Hans Sy had long pushed for sustainability efforts within SM. In 2014, for instance, he made a milestone achievement by leading the largest installation of solar panels in the country, that is, 5,760 such panels laid atop SM City North Edsa’s multilevel car park.
Earlier this month, he was honored by the Philippine Retailers Association and the Department of Trade and Industry with the Philippine Retailers Association Outstanding Filipino Retailers President Award for his visionary leadership in retail development.
Like their elder siblings, the two youngest children of retail tycoon Henry Sy Sr., Herbert and Harley, have likewise carved a path within the vast SM business empire.
Herbert Sy has been a director of SM Prime since 1994; he is also adviser to the Board of SMIC and is currently the chairman of Supervalue Inc., the company which operates all SM Supermarkets, the cornerstone of SM Group’s retail empire.
He likewise is chairman of Super Shopping Market Inc., and Sanford Marketing Corporation as well as a director at Alfamart Trading Phils., Inc., and China Banking Corporation.
For his part, Harley Sy, the youngest among the siblings, is the executive director of SMIC and is, likewise, a director of China Bank and an adviser of BDO Private Bank.
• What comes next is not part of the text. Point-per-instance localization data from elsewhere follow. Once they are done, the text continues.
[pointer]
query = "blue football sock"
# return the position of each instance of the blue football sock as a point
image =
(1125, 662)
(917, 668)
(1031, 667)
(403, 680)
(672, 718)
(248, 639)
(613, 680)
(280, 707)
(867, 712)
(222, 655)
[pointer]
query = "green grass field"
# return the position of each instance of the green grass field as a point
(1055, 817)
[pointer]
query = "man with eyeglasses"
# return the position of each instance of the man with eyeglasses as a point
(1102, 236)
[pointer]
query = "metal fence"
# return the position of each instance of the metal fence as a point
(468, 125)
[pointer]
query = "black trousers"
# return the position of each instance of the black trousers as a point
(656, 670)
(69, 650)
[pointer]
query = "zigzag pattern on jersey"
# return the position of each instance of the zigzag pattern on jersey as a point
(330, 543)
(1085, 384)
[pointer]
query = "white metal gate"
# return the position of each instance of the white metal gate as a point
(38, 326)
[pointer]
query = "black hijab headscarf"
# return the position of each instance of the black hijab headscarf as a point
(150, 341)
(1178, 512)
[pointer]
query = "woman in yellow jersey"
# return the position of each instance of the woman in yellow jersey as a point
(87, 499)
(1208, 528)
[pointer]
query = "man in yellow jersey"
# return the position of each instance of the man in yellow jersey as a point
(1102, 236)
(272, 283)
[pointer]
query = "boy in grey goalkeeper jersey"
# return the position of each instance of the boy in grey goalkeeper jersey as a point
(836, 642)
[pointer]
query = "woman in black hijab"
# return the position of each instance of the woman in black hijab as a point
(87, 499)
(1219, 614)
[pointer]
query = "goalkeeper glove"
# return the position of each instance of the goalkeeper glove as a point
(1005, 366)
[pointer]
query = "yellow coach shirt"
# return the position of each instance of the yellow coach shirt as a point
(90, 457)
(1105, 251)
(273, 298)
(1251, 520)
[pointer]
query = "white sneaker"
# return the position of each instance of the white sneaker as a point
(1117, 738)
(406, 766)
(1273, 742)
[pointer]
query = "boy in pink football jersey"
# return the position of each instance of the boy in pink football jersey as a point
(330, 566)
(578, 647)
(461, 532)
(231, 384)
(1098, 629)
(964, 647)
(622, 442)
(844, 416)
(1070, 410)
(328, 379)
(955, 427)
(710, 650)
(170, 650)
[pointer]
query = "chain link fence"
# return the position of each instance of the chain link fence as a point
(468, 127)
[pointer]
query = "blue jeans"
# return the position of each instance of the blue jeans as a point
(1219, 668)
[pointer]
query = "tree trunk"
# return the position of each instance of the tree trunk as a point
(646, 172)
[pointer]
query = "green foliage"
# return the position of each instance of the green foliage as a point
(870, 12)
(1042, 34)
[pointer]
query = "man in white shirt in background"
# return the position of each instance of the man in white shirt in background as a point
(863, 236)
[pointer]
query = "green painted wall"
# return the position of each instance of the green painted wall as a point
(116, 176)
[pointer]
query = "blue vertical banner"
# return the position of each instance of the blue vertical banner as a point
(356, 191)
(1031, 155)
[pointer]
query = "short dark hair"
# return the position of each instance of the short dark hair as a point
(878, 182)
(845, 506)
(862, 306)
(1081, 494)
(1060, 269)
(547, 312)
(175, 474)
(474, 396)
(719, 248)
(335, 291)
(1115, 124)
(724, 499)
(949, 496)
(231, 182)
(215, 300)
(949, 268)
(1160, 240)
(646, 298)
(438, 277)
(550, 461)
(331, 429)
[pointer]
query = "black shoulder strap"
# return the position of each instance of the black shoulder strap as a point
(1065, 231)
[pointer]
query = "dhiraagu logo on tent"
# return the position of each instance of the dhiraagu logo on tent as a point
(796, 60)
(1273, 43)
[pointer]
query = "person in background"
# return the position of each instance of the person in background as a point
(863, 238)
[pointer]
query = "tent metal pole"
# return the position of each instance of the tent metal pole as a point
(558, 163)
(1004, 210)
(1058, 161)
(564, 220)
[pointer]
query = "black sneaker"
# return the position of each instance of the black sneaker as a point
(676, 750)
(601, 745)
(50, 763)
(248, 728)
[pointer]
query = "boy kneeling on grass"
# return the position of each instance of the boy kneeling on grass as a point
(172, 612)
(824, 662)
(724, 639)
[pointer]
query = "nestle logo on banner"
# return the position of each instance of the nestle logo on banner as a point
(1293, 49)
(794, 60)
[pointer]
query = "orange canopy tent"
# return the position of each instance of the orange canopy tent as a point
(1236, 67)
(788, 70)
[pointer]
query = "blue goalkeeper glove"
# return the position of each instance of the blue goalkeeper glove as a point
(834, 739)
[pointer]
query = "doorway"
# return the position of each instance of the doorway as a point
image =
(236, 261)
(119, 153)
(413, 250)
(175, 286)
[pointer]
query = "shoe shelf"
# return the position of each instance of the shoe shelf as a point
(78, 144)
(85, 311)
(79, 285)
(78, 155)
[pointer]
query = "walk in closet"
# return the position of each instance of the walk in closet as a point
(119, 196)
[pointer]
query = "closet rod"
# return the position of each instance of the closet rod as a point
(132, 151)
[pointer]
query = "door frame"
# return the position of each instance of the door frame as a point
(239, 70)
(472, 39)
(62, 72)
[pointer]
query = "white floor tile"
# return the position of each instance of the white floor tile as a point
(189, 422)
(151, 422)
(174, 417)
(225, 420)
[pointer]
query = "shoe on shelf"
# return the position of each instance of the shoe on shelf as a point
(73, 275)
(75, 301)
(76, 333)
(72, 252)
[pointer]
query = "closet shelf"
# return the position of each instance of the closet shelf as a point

He is co-vice chairman of SM Retail whose retail chains include Ace Hardware and Toy Kingdom.
In August 2022, Mr. Sy increased his ownership stake in SMIC by 5.795 percent through a stock exchange with Allfirst Equity Holdings Inc. That strategic acquisition not only bolstered his personal stake, it also demonstrated his commitment to the company’s continued growth. The acquired shares came with ownership of geothermal fields in Tiwi, Albay and Makban, Laguna, further diversifying SMIC’s portfolio.
Through his progeny, the patriarch’s life and visions, live on, and how. Not too bad, for an émigré who came to this country many moons ago, with nary a cent in his pocket, and only his hard work, grit and his wits about him as he pushed on to carve a better life for himself and his children. And what a life it had been.